This was produced as part of my master's thesis which focussed on learning generative models from sparse data.
The package expects two dimensions in space and one in time. If 3D variogram computation is too costly, one can choose to combine the two dimenions in space into a single spatial dimension.
Install from source.
git clone git@github.com:jonasdieker/variogram.git
cd variogram_analysis
pip install .
import variogram
# specify file
dataset = variogram.Dataset("<file_name.csv>")
# loading single file
data = dataset.load_single_file_by_idx()
import variogram
# specify path to folder
dataset = variogram.Dataset("<path_to_folder>")
# load entire folder of files into DataFrame
data = dataset.load_all_files()
# compute the variogram, last coordinate axis needs to be time
v = variogram.Variogram(data, coordinate_axes=("x", "y", "time"), variables=("var1", "var2"))
# Either data is already detrended or use simple normal score detrending
v.detrend()
# compute variogram
v.build_variogram(res_tuple=(1, 1, 1), num_workers=2, chunk_size=1e6, detrend=False)
# save variogram to file
variogram.save_variogram_to_npy(v, file_path)

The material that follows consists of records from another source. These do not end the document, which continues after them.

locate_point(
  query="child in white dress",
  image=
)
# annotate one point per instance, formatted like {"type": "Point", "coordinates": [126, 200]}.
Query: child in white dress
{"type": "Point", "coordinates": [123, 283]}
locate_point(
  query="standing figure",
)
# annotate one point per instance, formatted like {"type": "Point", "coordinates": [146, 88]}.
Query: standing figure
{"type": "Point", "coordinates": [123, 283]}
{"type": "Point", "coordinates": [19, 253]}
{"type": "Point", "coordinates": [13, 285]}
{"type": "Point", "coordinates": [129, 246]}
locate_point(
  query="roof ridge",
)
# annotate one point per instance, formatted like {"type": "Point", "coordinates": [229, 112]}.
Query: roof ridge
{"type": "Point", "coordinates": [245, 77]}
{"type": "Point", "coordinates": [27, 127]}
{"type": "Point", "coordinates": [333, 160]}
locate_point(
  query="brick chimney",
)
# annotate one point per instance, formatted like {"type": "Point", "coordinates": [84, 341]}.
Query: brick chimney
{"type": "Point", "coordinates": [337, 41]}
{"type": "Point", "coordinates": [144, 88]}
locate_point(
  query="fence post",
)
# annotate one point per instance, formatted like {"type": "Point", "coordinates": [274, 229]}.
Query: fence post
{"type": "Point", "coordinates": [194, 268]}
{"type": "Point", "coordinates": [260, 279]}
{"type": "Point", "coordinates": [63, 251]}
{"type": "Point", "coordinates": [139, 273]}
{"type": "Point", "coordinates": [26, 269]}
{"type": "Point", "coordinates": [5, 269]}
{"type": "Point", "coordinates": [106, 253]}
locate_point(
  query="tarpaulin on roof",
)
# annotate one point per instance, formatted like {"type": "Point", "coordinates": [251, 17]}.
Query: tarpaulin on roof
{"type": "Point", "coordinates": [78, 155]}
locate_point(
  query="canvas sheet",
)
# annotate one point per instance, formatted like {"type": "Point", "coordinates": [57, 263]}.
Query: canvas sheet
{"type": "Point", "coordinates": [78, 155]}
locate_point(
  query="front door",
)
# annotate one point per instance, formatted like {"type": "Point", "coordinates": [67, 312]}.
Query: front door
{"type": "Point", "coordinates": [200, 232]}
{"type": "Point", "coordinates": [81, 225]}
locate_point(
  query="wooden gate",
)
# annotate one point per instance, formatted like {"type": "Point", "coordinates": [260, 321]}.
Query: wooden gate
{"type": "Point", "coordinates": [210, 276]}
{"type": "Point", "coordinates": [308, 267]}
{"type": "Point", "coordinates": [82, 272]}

# visualize variogram form existing variogram object
v_vis = VisualizeVariogram(v)
# or visualize variogram from file
v_vis = VisualizeVariogram()
v_vis.read_varogram_from_file("<file_name.npy>")
# change variogram resolution to decrease noise in variogram
v_vis.decrease_variogram_res(res_tuple=(5, 5, 5))
# show histogram of bins
v_vis.plot_histograms()
# show variogram sliced in each dimension
v_vis.plot_variograms()
Computing the variogram is quite costly in both space and time.
If there are a lot of points the code can take a long time to run, even using multiple workers. In this case it is advised to run the computation in tmux.
If the code breaks (e.g. produces a seg fault) it is likely due to insufficient memory. In this case the following should be tried:
- Reduce the range of data for which the variogram is being compute.
- Reduce the resolution of the variogram computation (i.e. increase res_tuple values).
- Reduce the number of dimensions of the variogram.
- Support visualizing when there are not exactly 2 variables.
- Support non-linear bins.
- More flexible support for dimensions/axis types.
- Faster performance by each thread having own copy of bins -> results in more RAM usage.